Hoy en QueDatazo nos ponemos nostálgicos pero con fundamentos. En tiempos de pantallas LED y carteles de lona impresos en cinco minutos, miramos hacia atrás para rescatar un oficio que es puro ADN argentino: el fileteado.

Nacido a principios del siglo XX en los talleres de carros de tracción a sangre (en las manos de inmigrantes italianos como Vicente Brunetti o Salvador Ventitti), esta técnica pasó de ser un simple adorno a convertirse en el primer diseño gráfico con identidad nacional.

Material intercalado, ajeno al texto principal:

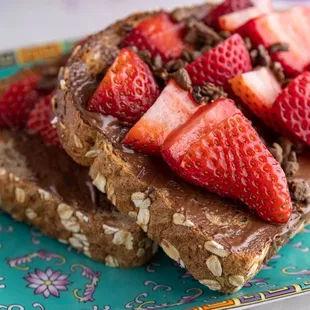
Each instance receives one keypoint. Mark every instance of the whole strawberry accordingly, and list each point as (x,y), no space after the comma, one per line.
(18,100)
(127,91)
(39,120)
(219,150)
(223,62)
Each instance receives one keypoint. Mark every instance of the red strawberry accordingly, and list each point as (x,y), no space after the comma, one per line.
(282,27)
(18,100)
(128,89)
(205,118)
(228,6)
(292,108)
(288,113)
(173,108)
(258,90)
(39,120)
(231,160)
(159,35)
(232,21)
(223,62)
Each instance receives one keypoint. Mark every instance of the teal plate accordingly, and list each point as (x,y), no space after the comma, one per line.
(37,272)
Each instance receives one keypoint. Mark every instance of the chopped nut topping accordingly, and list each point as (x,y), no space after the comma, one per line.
(182,78)
(208,93)
(279,47)
(299,189)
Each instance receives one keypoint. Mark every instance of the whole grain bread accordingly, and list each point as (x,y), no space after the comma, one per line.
(43,186)
(219,241)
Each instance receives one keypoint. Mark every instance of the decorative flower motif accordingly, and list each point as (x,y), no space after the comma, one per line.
(48,282)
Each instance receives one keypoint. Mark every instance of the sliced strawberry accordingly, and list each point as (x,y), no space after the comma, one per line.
(292,108)
(39,120)
(18,100)
(281,28)
(258,90)
(159,35)
(202,121)
(173,108)
(128,89)
(223,62)
(232,21)
(231,160)
(228,6)
(287,111)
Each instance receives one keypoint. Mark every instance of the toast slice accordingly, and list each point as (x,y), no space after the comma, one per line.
(43,186)
(220,242)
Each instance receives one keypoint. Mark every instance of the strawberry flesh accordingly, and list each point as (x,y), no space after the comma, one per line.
(201,122)
(39,120)
(231,161)
(18,100)
(287,111)
(258,90)
(159,35)
(228,6)
(232,21)
(172,108)
(281,27)
(223,62)
(127,91)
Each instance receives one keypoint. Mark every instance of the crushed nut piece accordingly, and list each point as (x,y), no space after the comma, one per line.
(20,195)
(299,189)
(170,250)
(182,78)
(279,47)
(30,214)
(100,182)
(277,152)
(216,248)
(211,284)
(108,230)
(236,280)
(64,211)
(111,261)
(214,265)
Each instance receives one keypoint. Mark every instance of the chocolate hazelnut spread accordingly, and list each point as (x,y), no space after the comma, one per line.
(229,222)
(50,168)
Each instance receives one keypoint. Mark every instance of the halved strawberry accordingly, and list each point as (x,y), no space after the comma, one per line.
(39,120)
(128,89)
(173,108)
(231,160)
(287,111)
(159,35)
(223,62)
(284,27)
(232,21)
(203,120)
(258,90)
(18,100)
(292,108)
(228,6)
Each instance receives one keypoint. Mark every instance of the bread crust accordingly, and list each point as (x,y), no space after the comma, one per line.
(220,242)
(100,232)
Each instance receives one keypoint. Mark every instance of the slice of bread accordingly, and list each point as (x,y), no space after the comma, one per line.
(218,240)
(43,186)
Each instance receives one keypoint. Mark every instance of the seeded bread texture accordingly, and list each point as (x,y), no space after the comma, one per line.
(65,212)
(219,241)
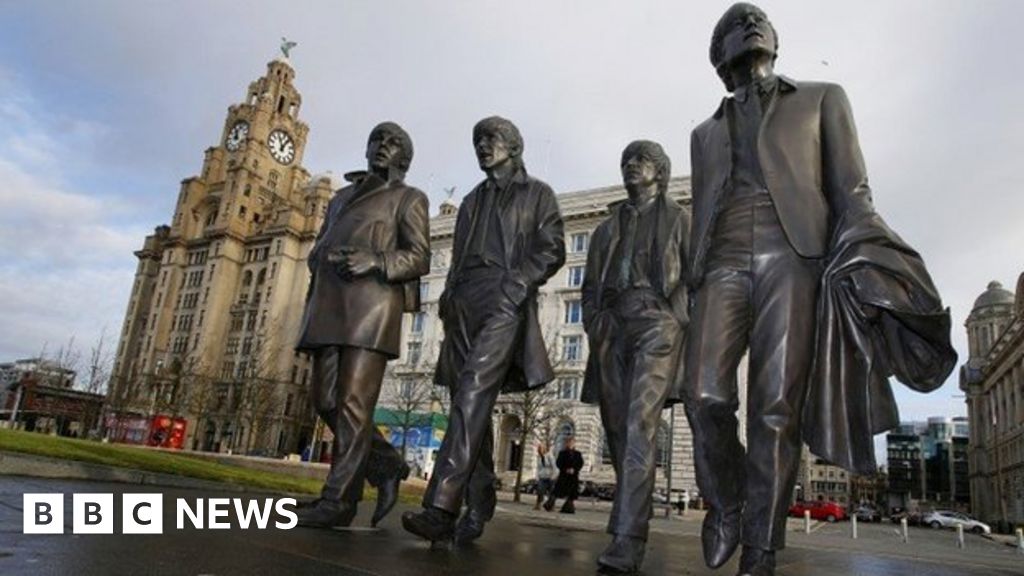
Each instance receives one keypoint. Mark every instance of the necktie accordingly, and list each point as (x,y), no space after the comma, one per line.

Tres datos que tenés que saber sobre este patrimonio

  • Es Patrimonio Inmueble de la Humanidad: En diciembre de 2015, la UNESCO lo declaró Patrimonio Cultural Inmaterial. No es «vandalismo» ni «grasa»; es arte reconocido a nivel mundial.
  • Las reglas de oro del estilo: Un verdadero fileteado no improvisa. Tiene leyes estrictas que se heredan de maestro a aprendiz: el uso de la simetría, la perspectiva fingida (que da volumen), las líneas espiraladas (volutas), las flores (principalmente los acantos) y las frases repletas de la típica picardía criolla o sabiduría popular.
  • Un oficio en peligro de extinción: Quedan muy pocos talleres tradicionales. El cambio en las normativas de transporte urbano en los años 70 (que prohibió el fileteado en colectivos por «distraer a los conductores») hirió de muerte la salida laboral masiva de los viejos letristas.

El «Datazo» de hoy: El color característico y brillante del fileteado original no se lograba con cualquier pintura. Se usaba (y se sigue usando por los puristas) el esmalte sintético común combinado con óleo de linaza, aplicado con pinceles de pelo de oreja de buey, los únicos capaces de retener la pintura lo suficiente para trazar las líneas largas y perfectas que caracterizan al estilo.

Volver a las fuentes

Las cosas bien hechas llevan tiempo. Un cartel digital se borra con un botón; un fileteado hecho a mano por un maestro letrista condensa horas de oficio, pulso de cirujano y una tradición que se resiste a morir en las esquinas de Buenos Aires.

Si cruzás uno hoy en la calle, pará un segundo y miralo bien. Ahí hay historia de la de antes.